Predictive factors for late normal tissue complications following radiotherapy for breast cancer

Abstract
Radiotherapy after breast-conserving surgery is commonly applied to reduce recurrence of breast cancer but may cause acute and late side effects. To identify prognostic factors for the development of late toxicity after radiotherapy, we conducted a prospective study of breast cancer patients. We assessed late complications of radiotherapy and collected information on epidemiologic factors in a cohort of breast cancer patients who had received radiotherapy after breast-conserving surgery. Among 416 patients with complete follow-up data, the association between possible risk factors and development of late complications was evaluated using multivariate logistic regression analysis. After a median follow-up time of 51 months, 131 (31.4%) patients presented with telangiectasia and 28 (6.7%) patients with fibrosis. We observed a strong association between development of telangiectasia and fibrosis (p < 0.01). Increasing age of the patient was a risk factor for both telangiectasia and fibrosis (p-value for trend <0.01 and 0.03, respectively). Patients with acute skin toxicity (odds ratio (OR) 1.8, 95% confidence interval (CI) 1.0–3.1) were at higher risk to develop telangiectasia.
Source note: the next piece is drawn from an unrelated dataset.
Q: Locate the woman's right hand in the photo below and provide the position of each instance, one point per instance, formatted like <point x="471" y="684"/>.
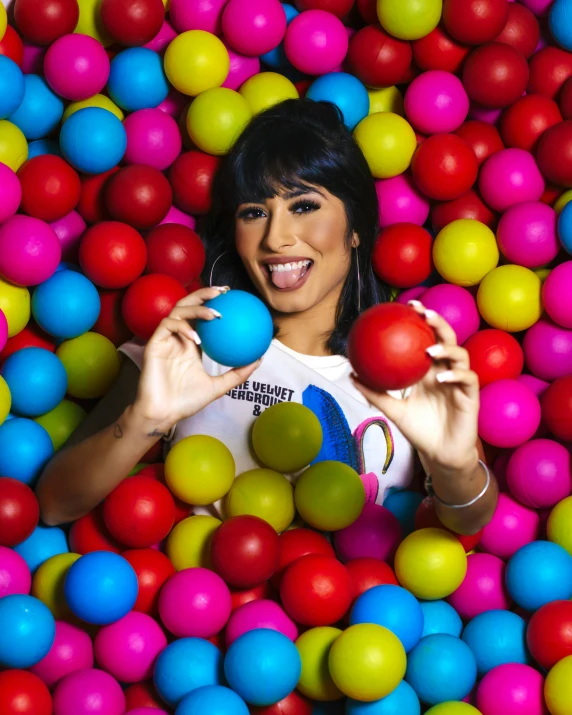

Long-term smoking was associated with a significant increase in risk of telangiectasia compared to non-smokers (OR 2.3, 95% CI 1.2–4.6). Our study revealed several factors other than radiation dose that may predispose to late complications following radiotherapy. Further understanding of differences in response to irradiation may advance individualized treatment and improve cosmetic outcome.